Resi, the novel’s narrator, is a forty-something-year-old author, bringing up a family of four kids on a precarious income. Over the years her books and articles have increasingly challenged the comfortably middle-class friends who happen to control her lease – with the result that, at the start of the novel, this lease is unexpectedly cancelled. Resi reacts with the notes which make up the novel. Spirited, often frustrated, and sometimes ferocious, the text is written for Resi’s fourteen-year-old daughter Bea – an attempt to explain everything to her. “Everything” in this case meaning issues of generational wealth and cultural capital, and how they play out down the years.

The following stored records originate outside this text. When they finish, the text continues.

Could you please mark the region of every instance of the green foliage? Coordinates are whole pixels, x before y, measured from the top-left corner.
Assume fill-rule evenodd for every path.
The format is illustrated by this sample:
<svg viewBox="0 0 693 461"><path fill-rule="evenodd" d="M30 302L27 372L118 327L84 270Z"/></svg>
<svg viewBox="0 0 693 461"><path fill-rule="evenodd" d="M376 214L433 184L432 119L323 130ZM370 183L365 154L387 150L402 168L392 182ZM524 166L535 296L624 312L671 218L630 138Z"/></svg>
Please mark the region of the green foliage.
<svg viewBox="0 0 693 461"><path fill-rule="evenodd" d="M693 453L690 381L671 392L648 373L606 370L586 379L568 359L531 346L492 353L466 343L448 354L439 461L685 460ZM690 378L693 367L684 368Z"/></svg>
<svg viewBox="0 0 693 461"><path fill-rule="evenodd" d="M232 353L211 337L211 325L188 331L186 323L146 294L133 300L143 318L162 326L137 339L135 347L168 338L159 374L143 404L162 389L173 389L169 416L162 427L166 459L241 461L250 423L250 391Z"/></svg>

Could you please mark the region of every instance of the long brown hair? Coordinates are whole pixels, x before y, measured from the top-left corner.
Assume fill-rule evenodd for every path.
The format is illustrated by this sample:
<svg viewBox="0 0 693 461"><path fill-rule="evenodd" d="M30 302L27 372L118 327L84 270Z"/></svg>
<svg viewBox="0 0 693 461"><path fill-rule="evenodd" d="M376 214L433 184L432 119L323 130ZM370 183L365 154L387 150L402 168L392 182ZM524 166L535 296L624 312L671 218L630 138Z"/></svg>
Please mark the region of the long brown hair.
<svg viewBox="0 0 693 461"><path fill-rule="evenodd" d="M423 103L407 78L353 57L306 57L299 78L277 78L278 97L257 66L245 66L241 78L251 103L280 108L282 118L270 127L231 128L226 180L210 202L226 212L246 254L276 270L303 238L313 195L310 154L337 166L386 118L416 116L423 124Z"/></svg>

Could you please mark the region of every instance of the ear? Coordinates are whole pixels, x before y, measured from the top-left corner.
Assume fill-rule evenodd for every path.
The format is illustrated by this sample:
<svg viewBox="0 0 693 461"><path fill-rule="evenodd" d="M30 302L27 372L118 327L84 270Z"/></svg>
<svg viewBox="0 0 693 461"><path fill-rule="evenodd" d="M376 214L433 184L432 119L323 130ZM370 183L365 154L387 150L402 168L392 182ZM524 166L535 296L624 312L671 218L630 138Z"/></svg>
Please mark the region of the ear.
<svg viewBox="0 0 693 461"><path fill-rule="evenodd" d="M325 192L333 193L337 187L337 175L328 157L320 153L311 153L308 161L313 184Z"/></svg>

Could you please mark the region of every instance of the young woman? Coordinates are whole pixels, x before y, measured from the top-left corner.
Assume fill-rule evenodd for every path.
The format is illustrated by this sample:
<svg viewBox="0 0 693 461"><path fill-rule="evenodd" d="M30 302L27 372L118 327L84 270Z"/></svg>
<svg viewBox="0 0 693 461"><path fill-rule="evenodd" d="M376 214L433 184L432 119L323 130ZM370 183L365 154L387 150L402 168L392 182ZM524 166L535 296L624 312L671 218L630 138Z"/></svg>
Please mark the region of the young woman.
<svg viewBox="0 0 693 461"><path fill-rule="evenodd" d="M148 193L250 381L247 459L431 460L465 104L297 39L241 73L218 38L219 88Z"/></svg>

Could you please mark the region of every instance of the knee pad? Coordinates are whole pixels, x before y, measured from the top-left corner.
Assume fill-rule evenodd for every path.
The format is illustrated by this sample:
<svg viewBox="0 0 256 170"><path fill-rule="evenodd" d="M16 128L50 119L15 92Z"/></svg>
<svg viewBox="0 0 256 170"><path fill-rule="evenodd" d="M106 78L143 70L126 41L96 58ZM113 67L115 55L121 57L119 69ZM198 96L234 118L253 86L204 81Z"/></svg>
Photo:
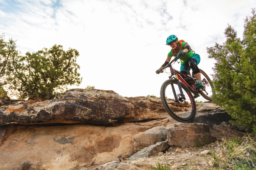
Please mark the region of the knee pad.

Resi refuses to close her eyes to the many small treacheries we commit as adults against ideals we once proclaimed loudly. At points this can be uncomfortable, and I can sort of understand the defensive reaction of her former friends. But at the same time, Resi’s frustration with the way things are and how they stay that way are achingly familiar:

“I can do that expression too. Mothers pass it down to their daughters, along with their unfulfilled dreams. In fact, this expression tells of your dreams while your lips stay tightly pursed, and you say nothing. Lips pursed, chin jutting forward slightly – Renate is a pro at that expression. But so am I.

And Bea has started doing it too, and I can’t stand how some things just keep on playing out forever. I’d rather be angry.”

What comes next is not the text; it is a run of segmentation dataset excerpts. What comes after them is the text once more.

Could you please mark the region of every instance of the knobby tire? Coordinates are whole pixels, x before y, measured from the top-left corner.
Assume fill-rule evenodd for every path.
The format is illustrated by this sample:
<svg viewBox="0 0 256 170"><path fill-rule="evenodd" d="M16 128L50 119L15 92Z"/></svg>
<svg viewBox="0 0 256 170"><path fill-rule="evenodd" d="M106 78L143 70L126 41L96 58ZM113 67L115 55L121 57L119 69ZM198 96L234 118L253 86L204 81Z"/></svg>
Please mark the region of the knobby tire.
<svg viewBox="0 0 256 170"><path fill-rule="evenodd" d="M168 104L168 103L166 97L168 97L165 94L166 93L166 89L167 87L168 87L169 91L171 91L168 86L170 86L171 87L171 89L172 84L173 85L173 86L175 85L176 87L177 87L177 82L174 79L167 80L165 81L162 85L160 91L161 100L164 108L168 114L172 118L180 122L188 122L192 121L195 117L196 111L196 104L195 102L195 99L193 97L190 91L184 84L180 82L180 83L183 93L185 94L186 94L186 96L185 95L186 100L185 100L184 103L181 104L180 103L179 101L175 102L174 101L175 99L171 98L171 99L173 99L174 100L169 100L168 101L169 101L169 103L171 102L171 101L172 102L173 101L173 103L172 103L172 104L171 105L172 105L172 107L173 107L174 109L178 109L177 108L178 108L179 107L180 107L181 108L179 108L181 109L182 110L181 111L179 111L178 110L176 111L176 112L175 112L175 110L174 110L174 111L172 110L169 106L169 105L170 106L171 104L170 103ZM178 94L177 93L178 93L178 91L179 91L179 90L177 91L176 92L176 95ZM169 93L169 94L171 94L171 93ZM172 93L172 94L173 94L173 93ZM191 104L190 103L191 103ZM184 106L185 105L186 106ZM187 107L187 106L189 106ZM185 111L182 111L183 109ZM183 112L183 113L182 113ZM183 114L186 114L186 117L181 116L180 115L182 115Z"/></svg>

We’re not good at letting women – or working class folk, or anyone else fighting injustice – be angry. You can ask for your rights, sure, but do so politely. Smile. It’s hardly my fault I was born with more privilege, is it? Don’t blame me.

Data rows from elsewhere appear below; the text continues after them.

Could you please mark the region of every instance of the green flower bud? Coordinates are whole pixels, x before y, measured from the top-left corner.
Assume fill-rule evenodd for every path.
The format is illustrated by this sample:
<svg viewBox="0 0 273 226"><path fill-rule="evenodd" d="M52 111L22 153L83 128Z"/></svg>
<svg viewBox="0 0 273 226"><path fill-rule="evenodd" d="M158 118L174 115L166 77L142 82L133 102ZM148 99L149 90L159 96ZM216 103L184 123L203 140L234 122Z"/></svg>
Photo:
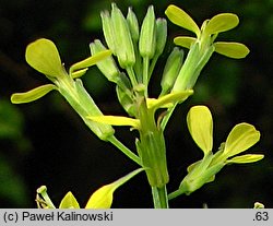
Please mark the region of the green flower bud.
<svg viewBox="0 0 273 226"><path fill-rule="evenodd" d="M157 56L162 55L167 40L167 21L165 19L156 20L156 49Z"/></svg>
<svg viewBox="0 0 273 226"><path fill-rule="evenodd" d="M140 36L140 26L139 26L136 15L132 11L132 8L128 8L127 22L128 22L133 41L138 41L139 36Z"/></svg>
<svg viewBox="0 0 273 226"><path fill-rule="evenodd" d="M90 44L90 49L92 56L106 50L106 47L100 43L100 40L96 39L94 43ZM118 74L120 73L114 58L107 57L104 60L96 63L97 68L100 70L100 72L110 81L110 82L117 82Z"/></svg>
<svg viewBox="0 0 273 226"><path fill-rule="evenodd" d="M115 32L112 28L112 22L111 22L109 12L108 11L102 12L100 17L103 22L103 31L104 31L105 40L109 49L112 51L112 53L116 55Z"/></svg>
<svg viewBox="0 0 273 226"><path fill-rule="evenodd" d="M147 9L147 13L143 20L141 32L140 32L140 55L144 58L152 59L155 53L156 46L156 23L154 7L151 5Z"/></svg>
<svg viewBox="0 0 273 226"><path fill-rule="evenodd" d="M167 62L165 64L162 78L162 95L168 93L178 76L178 73L182 67L183 50L180 50L178 47L175 47L171 53L169 55Z"/></svg>
<svg viewBox="0 0 273 226"><path fill-rule="evenodd" d="M121 11L115 3L111 4L111 23L115 31L116 55L121 68L128 68L135 63L135 56L131 33Z"/></svg>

I’m with Resi though. I’d rather be angry. And if that means feeling a little bit uncomfortable? I can cope with that.

About the author

Annie Rutherford is an incorrigible bookworm and Jill of all (word-based) trades. She is the programme co-ordinator at StAnza (Scotland’s international poetry festival), a German-English literary translator, and runs Lighthouse Bookshop’s Women in Translation book group, among other things. She has been known to read while cycling (she does not recommend it), and can spot a misplaced apostrophe at a distance of fifty yards.